SAN DIEGO—Oncologists spent less face time discussing care goals with newly diagnosed minority patients with solid tumors than they did with non-minorities, a study by investigators at Icahn School of Medicine at Mount Sinai's Tisch Cancer Institute has found. The findings were presented at the 2018 Palliative and Supportive Care in Oncology Symposium sponsored by ASCO (Abstract 19). On average, the oncologists in the study spent 5 minutes less with minorities regardless of whether or not their cancer had progressed, according to the report.
During an oral abstract session, lead author Cardinale B. Smith, MD, PhD, Associate Oncology Professor at Icahn School of Medicine at Mount Sinai in New York City, noted that research has shown that minorities tend to receive what she called “substandard” care, especially discussion with an oncologist about treatment, prognosis, and goals of care (GoC). This often results in worse quality of life and higher mortality rates than for non-minorities.

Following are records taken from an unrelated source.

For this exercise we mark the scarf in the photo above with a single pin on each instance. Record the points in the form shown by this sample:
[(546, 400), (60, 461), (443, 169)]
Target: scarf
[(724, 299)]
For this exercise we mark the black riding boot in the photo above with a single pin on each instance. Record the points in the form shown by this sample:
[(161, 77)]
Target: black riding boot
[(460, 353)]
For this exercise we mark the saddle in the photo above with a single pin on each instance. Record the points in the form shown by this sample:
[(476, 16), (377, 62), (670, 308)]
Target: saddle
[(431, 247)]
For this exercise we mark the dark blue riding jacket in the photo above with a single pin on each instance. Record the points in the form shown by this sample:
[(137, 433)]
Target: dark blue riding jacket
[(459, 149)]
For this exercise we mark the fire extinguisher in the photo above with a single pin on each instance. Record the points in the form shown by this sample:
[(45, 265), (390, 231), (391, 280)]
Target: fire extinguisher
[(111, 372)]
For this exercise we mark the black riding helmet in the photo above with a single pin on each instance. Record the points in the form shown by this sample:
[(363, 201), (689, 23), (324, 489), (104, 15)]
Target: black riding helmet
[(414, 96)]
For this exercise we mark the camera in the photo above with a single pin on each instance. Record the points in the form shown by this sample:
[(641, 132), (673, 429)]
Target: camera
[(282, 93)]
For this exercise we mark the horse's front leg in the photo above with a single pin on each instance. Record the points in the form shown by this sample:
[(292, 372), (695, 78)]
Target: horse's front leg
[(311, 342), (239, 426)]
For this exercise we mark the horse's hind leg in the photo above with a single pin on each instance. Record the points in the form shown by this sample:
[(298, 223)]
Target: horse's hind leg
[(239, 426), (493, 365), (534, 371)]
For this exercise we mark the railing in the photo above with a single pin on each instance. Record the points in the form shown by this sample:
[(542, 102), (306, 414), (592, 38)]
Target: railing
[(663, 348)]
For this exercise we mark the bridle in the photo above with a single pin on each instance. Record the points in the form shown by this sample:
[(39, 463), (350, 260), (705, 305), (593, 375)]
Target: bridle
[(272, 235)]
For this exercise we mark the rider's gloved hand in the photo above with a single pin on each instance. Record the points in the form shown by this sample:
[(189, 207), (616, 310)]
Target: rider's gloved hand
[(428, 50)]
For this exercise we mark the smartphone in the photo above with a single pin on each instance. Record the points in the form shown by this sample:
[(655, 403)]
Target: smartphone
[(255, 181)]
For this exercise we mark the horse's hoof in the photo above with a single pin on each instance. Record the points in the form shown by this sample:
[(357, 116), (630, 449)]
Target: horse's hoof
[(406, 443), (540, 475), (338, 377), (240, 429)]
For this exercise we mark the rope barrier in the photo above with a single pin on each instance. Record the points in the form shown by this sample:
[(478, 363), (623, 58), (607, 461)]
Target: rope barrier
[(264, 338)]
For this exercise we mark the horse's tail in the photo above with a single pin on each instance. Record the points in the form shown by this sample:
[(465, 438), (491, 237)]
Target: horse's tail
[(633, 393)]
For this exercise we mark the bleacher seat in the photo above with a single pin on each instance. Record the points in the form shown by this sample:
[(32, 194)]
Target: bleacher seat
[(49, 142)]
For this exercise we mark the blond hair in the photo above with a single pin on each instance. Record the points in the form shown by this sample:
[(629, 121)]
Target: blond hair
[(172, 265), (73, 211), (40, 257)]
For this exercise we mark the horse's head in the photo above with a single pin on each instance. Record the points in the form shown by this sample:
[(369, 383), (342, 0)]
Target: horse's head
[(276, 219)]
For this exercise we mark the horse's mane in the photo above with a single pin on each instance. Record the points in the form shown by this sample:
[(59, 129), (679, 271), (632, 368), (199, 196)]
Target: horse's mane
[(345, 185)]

“There is a paucity of data on the quality of communication among minority patients with advanced cancer,” Smith said in explaining why the researchers conducted the study.
“Disparities in timing have not been studied in patients with cancer previously,” she told Oncology Times. “Evaluating factors that contribute to this disparity is critically important to ensure minority patients receive high-quality cancer care.”
Smith, who is also Director of Quality for Cancer Services at Mount Sinai Health System, added that the researchers hope to look more closely at possible reasons for the care gap. “We plan to evaluate the role implicit bias may play in these disparities outcomes.”
The researchers examined the amount of time that a randomized sample of 22 oncologists from four sites spent with newly diagnosed minority and non-minority cancer patients during GoC discussions. The sample included doctors at community, academic, municipal, and rural hospitals.
They audiotaped 142 post-imaging GoC visits and recorded median discussion time. GoC discussions were based on patients reporting that their oncologist discussed preferences for cancer treatment and helped to clarify things most important to them given their illness. Among the patients, 38 percent were non-Hispanic Whites, 32 percent were non-Hispanic Blacks, and 19 percent were Hispanic.
Smith noted that the researchers discovered the median face time oncologists spent during an encounter was 12 minutes for minority patients compared to 17 minutes for non-minorities, although encounter times varied between the sites and ranged from 10 minutes to 18 minutes. For visits after progression, the median duration of a visit was 18 minutes versus 13 minutes if there was no progression.
After controlling for differences in the number of patients treated at each of four hospitals and disease progression, the amount of time spent with minority patients was 3 minutes shorter than discussions with non-minority patients.
Joshua Adam Jones, MD, Assistant Professor of Clinical Radiation Oncology at the University of Pennsylvania's Perelman Center for Advanced Medicine in Philadelphia, told Oncology Times that there are a number of factors that might influence how much time oncologists spend discussing treatment goals with advanced cancer patients regardless of race.
“Even in this study, different hospitals recorded different average times of conversations about goals of care, and this could be related to different clinical workflows as well as different patient and family characteristics and expectations of the conversations,” he noted. “As such, it will be important to continue to look more broadly at patient populations with different socioeconomic/demographic/geographic backgrounds to understand the cultural differences that impact the way we optimize our communication strategies for patients and families.”
He emphasized that there is no standard approach to communication for patients with advanced cancer. “We, as an oncology community, need to continue to explore how we best understand the needs of each patient/family to provide the best communication for that individual.”
One of the challenges with conducting a study like this one is understanding the content of the conversations between patients and oncologists, Adams continued.
“The current study describes length of time of the conversation but does not describe the actual content, nor does it describe patient and family satisfaction with a conversation. As such, the study raises many important questions about why there are disparities in length of conversation, but it does not further our understanding of the quality of those conversations.”
He said it will be very important in the future to continue to explore not only how long the discussions are, but what is covered, patient and family understanding of the information provided, patient and family values elicited, changes to treatment plan (if any) as a result of the discussion, and patient/family satisfaction with the discussions.
“Only by better understanding what happens during conversations about goals of care and the impact of those conversations on patients and families of all backgrounds can we continue to improve our communication with and care for all patients.”
Kurt Samson is a contributing writer.